In the interests of full disclosure – I do use Damon 3MX brackets, and enjoy doing so, but don’t attempt many of the Damon brocure style treatments or mechanics. I found my debond rate lowered, and I like the vertical slot and the choice of drop in hooks, if I have to retract a canine, I can hook a space closer spring in to the vertical slot and am happy for it to slide back without rotating much.
Speaking of arches – can you blog on arch form some day?
Thank you for the useful post. I’m a big fan of your work and blog.
I agree with Dr. Ulfr, one important effect of interest is the pre and post-expansion evaluation of alveolar support (fenestration and dehiscence).

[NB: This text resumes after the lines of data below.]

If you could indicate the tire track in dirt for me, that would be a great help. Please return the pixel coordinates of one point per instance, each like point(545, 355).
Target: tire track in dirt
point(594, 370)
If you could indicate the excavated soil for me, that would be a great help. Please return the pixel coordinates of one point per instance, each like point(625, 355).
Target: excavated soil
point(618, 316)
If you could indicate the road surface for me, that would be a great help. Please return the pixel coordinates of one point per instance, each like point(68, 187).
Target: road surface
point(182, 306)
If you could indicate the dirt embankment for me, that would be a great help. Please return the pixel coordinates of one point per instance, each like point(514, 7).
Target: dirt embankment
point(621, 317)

There is an apparently well conducted randomized clinical trial evaluating the alveolar support with CBCT. (Orthod Craniofac Res. 2011;14:222-33 http://onlinelibrary.wiley.com/doi/10.1111/j.1601-6343.2011.01527.x/abstract). On the measure of effect there are two main problems. First they only report the volumetric size of buccal bone plate of the second premolar; it would be useful for all posterior teeth and linear measurements would be more clear (at least for me). The second problem is that it was made in 2004-2009 (enrollment started in December 2004 and was completed by November 2009), at that time CBCT had higher than current error, which did not allow evaluating small bone changes. It would be very useful to repeat this same design with current scanners (although the error of the method still would not be ideal for these measurements). It seems very strange that have not been repeated this type of study. Perhaps the high cost could be an explanation.
Wasn’t this what Angle proposed through his “E” arch- Expand the arches, alveolar bone will grow ? As you have pointed out this would have happenned with any other “system” as well. Unless the inclusion criteria included only ‘contracted arches’ as indicated by standard arch width analyses- expansion may not be the best treatment option. Expanding without ability to retain is another aspect.
A wonderful critical appraisal of the article sir. Self ligating brackets still remains a controversial research topic. Such research articles may misguide the clinician into treating patients with non extraction modality.